OmAgent

🗓️ Updates

07/04/2024: The OmAgent open-source project has been unveiled. 🎉
06/24/2024: The OmAgent research paper has been published.

📖 Introduction

OmAgent is a sophisticated multimodal intelligent agent system, dedicated to harnessing the power of multimodal large language models and other multimodal algorithms to accomplish intriguing tasks. The OmAgent project encompasses a lightweight intelligent agent framework, omagent_core, meticulously designed to address multimodal challenges. With this framework, we have constructed an intricate long-form video comprehension system—OmAgent.

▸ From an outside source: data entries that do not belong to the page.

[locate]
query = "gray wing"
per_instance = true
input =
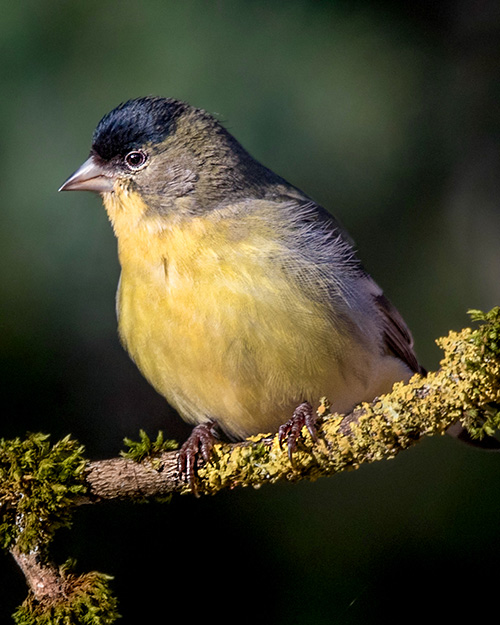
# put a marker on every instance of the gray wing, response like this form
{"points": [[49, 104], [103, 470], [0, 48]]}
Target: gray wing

Naturally, you have the liberty to employ it to realize any of your innovative ideas.
OmAgent comprises three core components:

Video2RAG: The concept behind this component is to transform the comprehension of long videos into a multimodal RAG task. The advantage of this approach is that it transcends the limitations imposed by video length; however, the downside is that such preprocessing may lead to the loss of substantial video detail.
DnCLoop: Inspired by the classical algorithmic paradigm of Divide and Conquer, we devised a recursive general-task processing logic. This method iteratively refines complex problems into a task tree, ultimately transforming intricate tasks into a series of solvable, simpler tasks.
Rewinder Tool: To address the issue of information loss in the Video2RAG process, we have designed a "progress bar" tool named Rewinder that can be autonomously used by agents. This enables the agents to revisit any video details, allowing them to seek out the necessary information.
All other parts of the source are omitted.